Estou enrolando e ainda não disse onde Sabino entra nessa história. Entra com o seu livro “Encontro marcado”. Até então, eu não havia lido nada dele, nem suas crônicas em jornais e revistas. Um dos colegas pediu-me que redigisse uma avaliação crítica desse romance, que lhe valeria nota do bimestre na matéria de Português. Resolvi atendê-lo, como fazia com todos que me solicitavam ajuda. Nunca me fiz de difícil quando o assunto é escrever. Apesar de contar com tempo escassíssimo, pois trabalhava e estudava, varando madrugadas sobre os livros e dormindo, em média, quatro horas por noite,  aceitei a tarefa.

Para fazer um texto que prestasse e que garantisse nota dez ao companheiro, óbvio, eu teria que ler o romance, E, antes de lê-lo, teria que adquiri-lo. Foi o que fiz. A primeira leitura, digamos a “recreativa”, fiz em um “único sopro”. O enredo prendeu-me de tal sorte, que só larguei o livro após ler a derradeira linha, e isso quando já amanhecia. Claro que teria que reler com mais vagar, assinalando trechos que considerava mais expressivos. Fiz isso com prazer. Em suma, meu amigo tirou nota dez e ainda recebeu rasgados elogios do mestre, diante de toda a classe.

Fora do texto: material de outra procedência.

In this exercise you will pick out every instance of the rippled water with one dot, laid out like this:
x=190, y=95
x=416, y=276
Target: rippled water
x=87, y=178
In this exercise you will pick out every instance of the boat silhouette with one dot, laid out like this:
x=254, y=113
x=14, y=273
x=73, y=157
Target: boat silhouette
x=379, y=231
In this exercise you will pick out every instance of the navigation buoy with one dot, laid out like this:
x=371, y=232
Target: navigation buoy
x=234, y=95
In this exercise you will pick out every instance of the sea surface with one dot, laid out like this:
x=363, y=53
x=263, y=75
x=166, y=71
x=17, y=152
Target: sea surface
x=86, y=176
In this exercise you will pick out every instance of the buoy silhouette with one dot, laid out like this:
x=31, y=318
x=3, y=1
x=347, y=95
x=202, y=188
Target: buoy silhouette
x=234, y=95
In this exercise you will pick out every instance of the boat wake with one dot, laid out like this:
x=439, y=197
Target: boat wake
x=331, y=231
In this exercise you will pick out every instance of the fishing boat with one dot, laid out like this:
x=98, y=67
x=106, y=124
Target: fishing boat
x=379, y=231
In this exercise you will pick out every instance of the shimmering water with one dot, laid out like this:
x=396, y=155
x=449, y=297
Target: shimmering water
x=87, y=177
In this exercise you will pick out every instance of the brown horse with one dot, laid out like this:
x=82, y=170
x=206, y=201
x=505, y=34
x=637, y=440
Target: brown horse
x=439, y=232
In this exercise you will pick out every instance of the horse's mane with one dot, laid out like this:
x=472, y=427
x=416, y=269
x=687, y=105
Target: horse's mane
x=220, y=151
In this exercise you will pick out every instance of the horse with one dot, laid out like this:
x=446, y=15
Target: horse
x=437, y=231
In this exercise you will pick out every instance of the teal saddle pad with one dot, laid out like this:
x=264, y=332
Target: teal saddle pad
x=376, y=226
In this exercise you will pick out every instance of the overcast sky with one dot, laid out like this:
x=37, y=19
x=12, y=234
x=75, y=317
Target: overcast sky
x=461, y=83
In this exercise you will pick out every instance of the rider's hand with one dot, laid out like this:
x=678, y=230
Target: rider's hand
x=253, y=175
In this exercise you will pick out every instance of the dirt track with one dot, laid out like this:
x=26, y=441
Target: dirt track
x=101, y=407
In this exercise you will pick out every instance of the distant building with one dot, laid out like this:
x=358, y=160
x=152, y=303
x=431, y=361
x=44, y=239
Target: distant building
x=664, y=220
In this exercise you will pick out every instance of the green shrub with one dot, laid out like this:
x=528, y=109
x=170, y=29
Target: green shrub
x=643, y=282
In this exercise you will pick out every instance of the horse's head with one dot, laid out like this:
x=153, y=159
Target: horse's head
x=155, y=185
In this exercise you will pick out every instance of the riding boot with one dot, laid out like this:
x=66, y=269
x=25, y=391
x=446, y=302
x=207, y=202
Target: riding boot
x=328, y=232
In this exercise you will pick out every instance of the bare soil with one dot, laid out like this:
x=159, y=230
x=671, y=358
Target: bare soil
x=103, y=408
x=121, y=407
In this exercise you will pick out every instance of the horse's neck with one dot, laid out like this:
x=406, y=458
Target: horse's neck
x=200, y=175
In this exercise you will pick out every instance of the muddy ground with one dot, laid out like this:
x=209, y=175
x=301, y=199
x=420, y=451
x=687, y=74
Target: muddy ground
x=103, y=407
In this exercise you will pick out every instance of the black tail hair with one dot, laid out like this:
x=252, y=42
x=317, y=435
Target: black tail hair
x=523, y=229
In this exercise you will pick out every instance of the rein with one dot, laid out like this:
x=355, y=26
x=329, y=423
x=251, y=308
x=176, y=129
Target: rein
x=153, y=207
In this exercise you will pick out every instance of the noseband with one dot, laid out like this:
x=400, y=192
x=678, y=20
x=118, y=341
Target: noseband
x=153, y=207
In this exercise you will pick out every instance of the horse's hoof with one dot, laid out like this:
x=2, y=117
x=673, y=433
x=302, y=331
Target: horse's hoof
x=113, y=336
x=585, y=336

O que eu ganhei com isso, além da gratidão do colega? Ganhei muito!!! Ganhei tudo!!!. Passei, desde então, a adquirir todos os livros que encontrasse de Fernando Sabino, hábito que ainda não perdi. Só vou parar com isso quando tiver a totalidade da sua vasta obra. Muitos exemplares estão esgotados e só os encontro nos sebos. Certamente continuarei “garimpando” até cumprir meu objetivo de ter todos, sem faltar um único, livros de Fernando Sabino. Sou teimoso, ora bolas!

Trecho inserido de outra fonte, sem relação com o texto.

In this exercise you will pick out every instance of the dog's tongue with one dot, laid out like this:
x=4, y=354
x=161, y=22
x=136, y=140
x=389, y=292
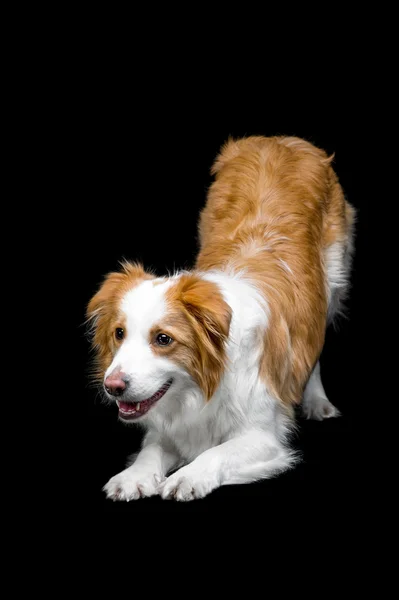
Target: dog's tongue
x=127, y=407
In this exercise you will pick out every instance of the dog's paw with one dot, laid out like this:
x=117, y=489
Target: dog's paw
x=185, y=486
x=132, y=485
x=319, y=408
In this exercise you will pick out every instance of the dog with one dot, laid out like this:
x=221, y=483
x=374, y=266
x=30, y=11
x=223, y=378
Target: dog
x=213, y=362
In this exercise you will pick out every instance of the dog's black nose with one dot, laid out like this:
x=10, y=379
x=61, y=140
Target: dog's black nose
x=115, y=384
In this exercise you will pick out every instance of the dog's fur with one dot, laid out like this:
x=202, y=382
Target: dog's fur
x=248, y=324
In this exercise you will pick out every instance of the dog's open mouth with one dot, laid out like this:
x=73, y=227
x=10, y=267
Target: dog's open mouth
x=128, y=411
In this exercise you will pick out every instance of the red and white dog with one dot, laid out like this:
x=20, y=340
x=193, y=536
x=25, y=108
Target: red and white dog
x=212, y=362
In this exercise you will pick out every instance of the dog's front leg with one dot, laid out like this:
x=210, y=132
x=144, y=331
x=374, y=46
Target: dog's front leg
x=248, y=457
x=143, y=477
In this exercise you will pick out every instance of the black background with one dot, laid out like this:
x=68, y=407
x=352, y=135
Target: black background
x=143, y=170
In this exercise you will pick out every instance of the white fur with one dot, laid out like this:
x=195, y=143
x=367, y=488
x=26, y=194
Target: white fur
x=315, y=402
x=238, y=436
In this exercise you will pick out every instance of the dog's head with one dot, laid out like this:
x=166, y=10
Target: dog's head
x=155, y=337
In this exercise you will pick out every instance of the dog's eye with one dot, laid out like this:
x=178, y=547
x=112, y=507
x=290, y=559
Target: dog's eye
x=163, y=339
x=119, y=333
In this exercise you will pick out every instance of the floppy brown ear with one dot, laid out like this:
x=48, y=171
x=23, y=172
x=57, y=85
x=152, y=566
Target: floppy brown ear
x=204, y=301
x=210, y=316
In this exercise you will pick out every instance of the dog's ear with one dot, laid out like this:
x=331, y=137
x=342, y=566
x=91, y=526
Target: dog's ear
x=210, y=316
x=204, y=301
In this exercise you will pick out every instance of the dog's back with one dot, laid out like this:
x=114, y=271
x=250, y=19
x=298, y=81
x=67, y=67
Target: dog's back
x=277, y=213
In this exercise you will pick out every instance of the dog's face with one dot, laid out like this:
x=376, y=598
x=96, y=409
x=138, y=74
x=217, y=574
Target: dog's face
x=154, y=338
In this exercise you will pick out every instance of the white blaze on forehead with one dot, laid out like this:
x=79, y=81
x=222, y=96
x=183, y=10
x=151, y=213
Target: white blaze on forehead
x=144, y=306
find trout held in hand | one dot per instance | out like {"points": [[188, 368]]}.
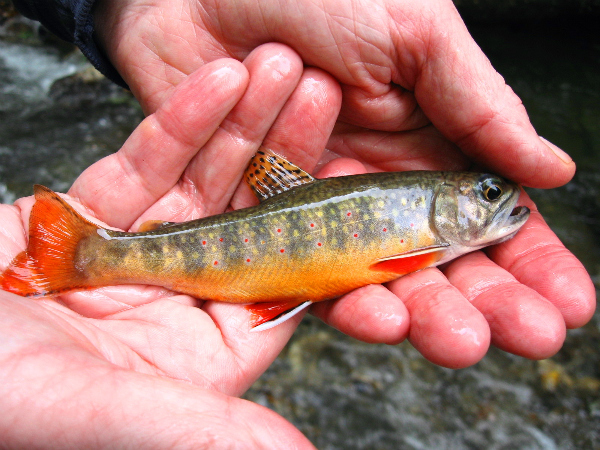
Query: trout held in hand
{"points": [[308, 240]]}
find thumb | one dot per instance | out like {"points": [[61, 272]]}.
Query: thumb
{"points": [[470, 103]]}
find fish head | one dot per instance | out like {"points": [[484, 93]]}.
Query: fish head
{"points": [[476, 210]]}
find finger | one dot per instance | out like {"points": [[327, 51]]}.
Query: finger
{"points": [[198, 345], [422, 149], [216, 171], [303, 126], [537, 258], [444, 326], [123, 185], [521, 320], [371, 314], [394, 110], [101, 396], [469, 102]]}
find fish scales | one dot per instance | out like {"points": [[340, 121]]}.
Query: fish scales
{"points": [[304, 242], [308, 240]]}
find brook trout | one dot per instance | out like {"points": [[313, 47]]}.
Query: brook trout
{"points": [[308, 240]]}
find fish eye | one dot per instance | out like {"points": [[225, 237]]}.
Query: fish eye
{"points": [[491, 189]]}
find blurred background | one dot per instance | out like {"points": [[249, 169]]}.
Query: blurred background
{"points": [[58, 116]]}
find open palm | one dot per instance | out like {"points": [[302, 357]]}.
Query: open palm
{"points": [[117, 355]]}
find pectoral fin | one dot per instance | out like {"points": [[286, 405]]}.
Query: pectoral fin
{"points": [[269, 315], [269, 174], [411, 261]]}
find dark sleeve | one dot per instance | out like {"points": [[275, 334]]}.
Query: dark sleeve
{"points": [[71, 20]]}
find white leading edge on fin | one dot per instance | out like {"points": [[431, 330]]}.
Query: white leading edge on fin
{"points": [[273, 323]]}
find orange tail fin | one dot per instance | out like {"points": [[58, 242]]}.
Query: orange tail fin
{"points": [[47, 267]]}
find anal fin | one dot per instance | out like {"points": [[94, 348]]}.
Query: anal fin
{"points": [[268, 315]]}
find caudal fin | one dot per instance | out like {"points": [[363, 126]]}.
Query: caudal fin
{"points": [[46, 267]]}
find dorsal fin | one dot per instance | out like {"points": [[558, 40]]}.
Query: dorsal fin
{"points": [[151, 225], [269, 174]]}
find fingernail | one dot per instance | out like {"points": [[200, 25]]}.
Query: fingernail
{"points": [[557, 151]]}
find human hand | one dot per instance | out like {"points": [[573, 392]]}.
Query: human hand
{"points": [[417, 94], [128, 365], [403, 65]]}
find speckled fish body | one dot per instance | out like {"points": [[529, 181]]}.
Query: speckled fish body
{"points": [[314, 242], [308, 239]]}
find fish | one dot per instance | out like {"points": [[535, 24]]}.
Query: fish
{"points": [[307, 240]]}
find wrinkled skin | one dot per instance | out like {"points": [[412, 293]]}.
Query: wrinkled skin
{"points": [[106, 367]]}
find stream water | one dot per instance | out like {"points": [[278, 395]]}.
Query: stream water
{"points": [[342, 393]]}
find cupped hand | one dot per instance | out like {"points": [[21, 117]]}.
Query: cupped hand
{"points": [[402, 64], [136, 366]]}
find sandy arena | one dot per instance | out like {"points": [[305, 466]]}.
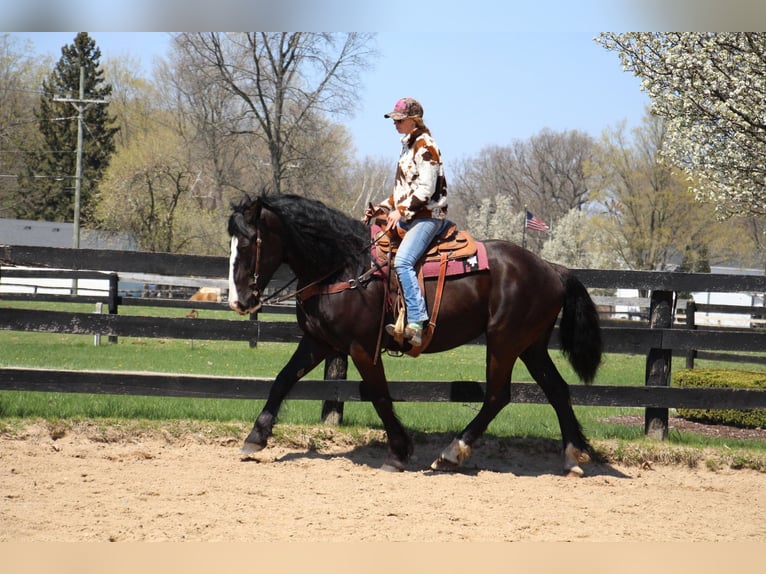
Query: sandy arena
{"points": [[81, 484]]}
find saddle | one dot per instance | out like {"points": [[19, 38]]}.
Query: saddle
{"points": [[451, 244], [456, 244]]}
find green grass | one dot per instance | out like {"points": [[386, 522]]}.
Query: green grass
{"points": [[77, 352]]}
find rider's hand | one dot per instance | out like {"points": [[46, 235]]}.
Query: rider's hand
{"points": [[393, 218]]}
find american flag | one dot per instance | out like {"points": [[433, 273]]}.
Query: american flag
{"points": [[535, 223]]}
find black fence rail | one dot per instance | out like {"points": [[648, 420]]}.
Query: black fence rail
{"points": [[658, 338]]}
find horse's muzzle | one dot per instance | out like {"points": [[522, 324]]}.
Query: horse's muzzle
{"points": [[253, 305]]}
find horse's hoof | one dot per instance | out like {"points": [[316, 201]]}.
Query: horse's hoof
{"points": [[575, 472], [392, 465], [573, 458], [453, 456], [250, 448], [444, 465]]}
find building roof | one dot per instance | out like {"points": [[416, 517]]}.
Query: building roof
{"points": [[60, 234]]}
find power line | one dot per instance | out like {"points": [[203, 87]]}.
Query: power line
{"points": [[80, 104]]}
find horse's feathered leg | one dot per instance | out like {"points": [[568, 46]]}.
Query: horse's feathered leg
{"points": [[544, 371], [498, 395], [309, 353], [376, 387]]}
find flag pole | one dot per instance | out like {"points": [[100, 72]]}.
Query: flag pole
{"points": [[524, 229]]}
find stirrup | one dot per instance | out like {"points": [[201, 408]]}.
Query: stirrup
{"points": [[413, 333]]}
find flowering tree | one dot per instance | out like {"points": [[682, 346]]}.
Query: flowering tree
{"points": [[711, 89]]}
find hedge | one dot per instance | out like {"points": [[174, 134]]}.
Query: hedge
{"points": [[755, 418]]}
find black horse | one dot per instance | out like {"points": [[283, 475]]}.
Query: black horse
{"points": [[515, 304]]}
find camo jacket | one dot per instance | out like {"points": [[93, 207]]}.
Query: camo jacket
{"points": [[420, 188]]}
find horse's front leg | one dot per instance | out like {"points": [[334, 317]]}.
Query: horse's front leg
{"points": [[307, 355], [374, 382]]}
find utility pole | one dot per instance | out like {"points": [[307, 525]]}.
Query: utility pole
{"points": [[80, 105]]}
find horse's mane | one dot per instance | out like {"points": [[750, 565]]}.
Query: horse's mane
{"points": [[323, 237]]}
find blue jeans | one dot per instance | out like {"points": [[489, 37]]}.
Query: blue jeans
{"points": [[420, 233]]}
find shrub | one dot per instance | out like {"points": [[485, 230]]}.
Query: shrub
{"points": [[754, 418]]}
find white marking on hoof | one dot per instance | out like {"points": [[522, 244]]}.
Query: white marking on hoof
{"points": [[573, 458], [250, 448], [453, 456]]}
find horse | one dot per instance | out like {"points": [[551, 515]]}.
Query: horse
{"points": [[515, 304]]}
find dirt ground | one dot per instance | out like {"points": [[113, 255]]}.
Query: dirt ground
{"points": [[84, 484]]}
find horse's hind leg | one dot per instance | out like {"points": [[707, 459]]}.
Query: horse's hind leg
{"points": [[575, 445], [307, 355], [498, 395]]}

O lado melhor dessa história refere-se à forma com que nos conhecemos. Nosso primeiro encontro deu-se em 24 de novembro de 1983. Como se vê, lembro-me até da data. Como não lembrar? Ocorreu na redação do Correio Popular de Campinas, jornal onde atuei por vinte memoráveis anos. Sabino havia vindo à cidade para organizar o lançamento do seu livro de crônicas “O gato sou eu”, por aqui. Fomos formalmente apresentados, mas, quinze minutos depois, quem nos visse conversando, não acreditaria que havíamos acabado de nos conhecer. É como se fossemos amigos de longa, longuíssima data, quem sabe de infância. Conversamos por cerca de três horas (sou mesmo incorrigível tagarela). E ambos estouramos nossas respectivas agendas, claro.

Falei-lhe de tudo. Entre as tantas coisas que lhe confidencie, me referi aos livros que havia escrito e que permaneciam na “gaveta” por não encontrar quem se dispusesse a editá-los. Sabino censurou-me por não procurar editora. Ao cabo do nosso papo, quando nos despedimos, com relutância, na portaria do jornal, a última coisa que o consagrado escritor me disse foi que fazia questão de receber um exemplar autografado da minha primeira obra publicada, o que ele previa que ocorreria brevemente.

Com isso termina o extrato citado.